P. Raghavendra Rau is Sir Evelyn de Rothschild Professor of Finance at the University of Cambridge; Jason Sandvik is Assistant Professor of Finance at Tulane University; and Theo Vermaelen is UBS Professor of Investment Banking at INSEAD. This post is based on their recent paper. Related research from the Program on Corporate Governance includes Politics and Gender in the Executive Suite by Alma Cohen, Moshe Hazan, and David Weiss (discussed on the Forum here).

Over the past two decades, academic research has found little evidence that gender diversity on the boards of directors has a positive impact on firm value. In recent years, however, practitioners have increasingly argued that diversity among the board of directors has a positive economic impact on firms. In January 2020, the Nasdaq Stock Market filed a proposal with the Securities and Exchange Commission to adopt Rule 5605(f) (Diverse Board Representation) which argued for mandatory diversity on boards of firms listed on NASDAQ, based on economic arguments that diverse boards were positively associated with improved corporate governance and financial performance. In the same month, Goldman Sachs announced it would stop financing the Initial Public Offerings (IPOs) of companies in the U.S. and Europe with only white male board members again on the basis of superior performance by firms with gender-diverse boards.

In our paper Are Women Underpriced? Board Diversity and IPO Performance, we examine the economic impact of gender diversity on the performance of IPOs from 2000–2018. IPOs are an appropriate venue to study the effect of shareholder preferences on gender diversity because it is the only type of corporate transaction where investors can express their opinions about company valuation.

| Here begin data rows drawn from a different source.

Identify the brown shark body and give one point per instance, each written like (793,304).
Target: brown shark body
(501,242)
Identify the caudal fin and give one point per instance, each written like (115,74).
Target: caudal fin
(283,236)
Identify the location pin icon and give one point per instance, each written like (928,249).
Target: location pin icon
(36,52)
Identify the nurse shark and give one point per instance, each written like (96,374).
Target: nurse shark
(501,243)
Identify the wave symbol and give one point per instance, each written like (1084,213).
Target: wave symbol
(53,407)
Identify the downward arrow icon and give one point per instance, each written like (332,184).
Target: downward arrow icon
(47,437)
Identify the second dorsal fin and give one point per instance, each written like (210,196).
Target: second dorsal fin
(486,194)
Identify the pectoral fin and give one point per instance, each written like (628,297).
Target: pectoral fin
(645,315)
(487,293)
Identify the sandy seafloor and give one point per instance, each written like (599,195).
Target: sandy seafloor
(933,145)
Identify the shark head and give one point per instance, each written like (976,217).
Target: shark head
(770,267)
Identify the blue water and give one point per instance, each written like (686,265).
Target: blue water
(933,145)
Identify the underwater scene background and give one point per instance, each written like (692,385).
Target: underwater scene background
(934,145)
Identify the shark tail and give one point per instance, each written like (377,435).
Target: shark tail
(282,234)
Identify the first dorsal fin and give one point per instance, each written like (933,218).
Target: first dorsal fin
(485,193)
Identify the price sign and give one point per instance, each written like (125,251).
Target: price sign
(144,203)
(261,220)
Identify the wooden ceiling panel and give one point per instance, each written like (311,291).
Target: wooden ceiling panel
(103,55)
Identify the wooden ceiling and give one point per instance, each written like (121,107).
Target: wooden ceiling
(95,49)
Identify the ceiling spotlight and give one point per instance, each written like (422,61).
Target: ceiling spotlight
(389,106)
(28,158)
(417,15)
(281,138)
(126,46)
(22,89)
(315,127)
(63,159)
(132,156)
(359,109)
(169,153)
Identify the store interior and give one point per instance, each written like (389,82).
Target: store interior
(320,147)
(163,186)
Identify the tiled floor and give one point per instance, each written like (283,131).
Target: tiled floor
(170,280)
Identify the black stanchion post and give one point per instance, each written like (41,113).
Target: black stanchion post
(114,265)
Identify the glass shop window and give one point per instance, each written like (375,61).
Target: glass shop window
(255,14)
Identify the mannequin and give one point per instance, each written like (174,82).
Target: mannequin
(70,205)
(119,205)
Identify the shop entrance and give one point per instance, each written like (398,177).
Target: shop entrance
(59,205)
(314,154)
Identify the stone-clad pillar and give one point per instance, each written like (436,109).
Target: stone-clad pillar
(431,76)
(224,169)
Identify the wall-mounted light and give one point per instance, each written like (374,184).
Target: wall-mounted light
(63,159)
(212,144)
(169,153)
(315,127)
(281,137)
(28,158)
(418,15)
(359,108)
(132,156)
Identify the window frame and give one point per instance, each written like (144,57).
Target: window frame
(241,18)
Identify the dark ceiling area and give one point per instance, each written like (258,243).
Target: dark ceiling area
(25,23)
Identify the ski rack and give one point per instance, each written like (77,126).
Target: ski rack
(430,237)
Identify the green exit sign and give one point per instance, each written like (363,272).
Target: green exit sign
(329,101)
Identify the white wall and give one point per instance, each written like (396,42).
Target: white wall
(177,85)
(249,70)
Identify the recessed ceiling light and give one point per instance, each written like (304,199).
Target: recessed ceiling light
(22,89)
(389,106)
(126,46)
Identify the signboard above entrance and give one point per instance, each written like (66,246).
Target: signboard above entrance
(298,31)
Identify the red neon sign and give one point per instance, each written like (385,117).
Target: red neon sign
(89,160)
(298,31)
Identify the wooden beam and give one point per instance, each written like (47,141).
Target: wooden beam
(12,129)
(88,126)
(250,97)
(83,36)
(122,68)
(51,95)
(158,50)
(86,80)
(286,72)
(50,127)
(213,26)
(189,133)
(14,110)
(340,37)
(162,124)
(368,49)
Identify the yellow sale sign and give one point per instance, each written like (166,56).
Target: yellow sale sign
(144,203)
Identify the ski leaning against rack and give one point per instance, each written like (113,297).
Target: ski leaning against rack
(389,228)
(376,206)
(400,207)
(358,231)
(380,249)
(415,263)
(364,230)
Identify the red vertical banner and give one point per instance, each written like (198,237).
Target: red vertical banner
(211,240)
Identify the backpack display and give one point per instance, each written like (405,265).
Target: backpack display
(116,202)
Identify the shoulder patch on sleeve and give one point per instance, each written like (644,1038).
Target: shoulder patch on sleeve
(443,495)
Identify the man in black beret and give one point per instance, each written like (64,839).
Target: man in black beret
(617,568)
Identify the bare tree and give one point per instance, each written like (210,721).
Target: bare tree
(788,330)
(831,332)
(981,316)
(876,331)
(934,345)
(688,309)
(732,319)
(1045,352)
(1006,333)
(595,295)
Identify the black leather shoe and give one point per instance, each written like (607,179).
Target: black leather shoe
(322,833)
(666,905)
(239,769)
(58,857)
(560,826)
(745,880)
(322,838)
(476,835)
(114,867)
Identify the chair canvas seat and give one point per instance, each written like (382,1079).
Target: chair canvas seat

Specifically, the book-building process provides a unique opportunity for investors to give feedback on the valuation range proposed by the investment bank. Investors can show that they value stocks differently from traditional valuation methods, such as discounted cash flows and earnings multiples, by incorporating a premium for diversity, for example. Because the underpricing of IPO shares reflects the difference between market valuations and the valuations by the investment bank, such a premium can be measured directly. There is no other event where this is empirically feasible. In addition, investment banks have an outsized impact on the terms of the offering and the structure of the firm. For example, the insistence by Goldman Sachs that it would not consider taking public a firm that did not have a gender-diverse board is unique. Investors can invest in any type of publicly listed firm, such as “sin stock” firms, depending on their preferences. However, if a non-gender-diverse firm is unable to go public, investors are necessarily constrained in expressing their preferences. Finally, IPO underpricing is likely to be less subject to the endogeneity problems that plague many studies that find a positive relation between gender diversity and stock market or operating performance. Indeed, it is not obvious whether diversity causes performance or vice versa. On the other hand, it is implausible that underpricing encourages firms to put women on the board.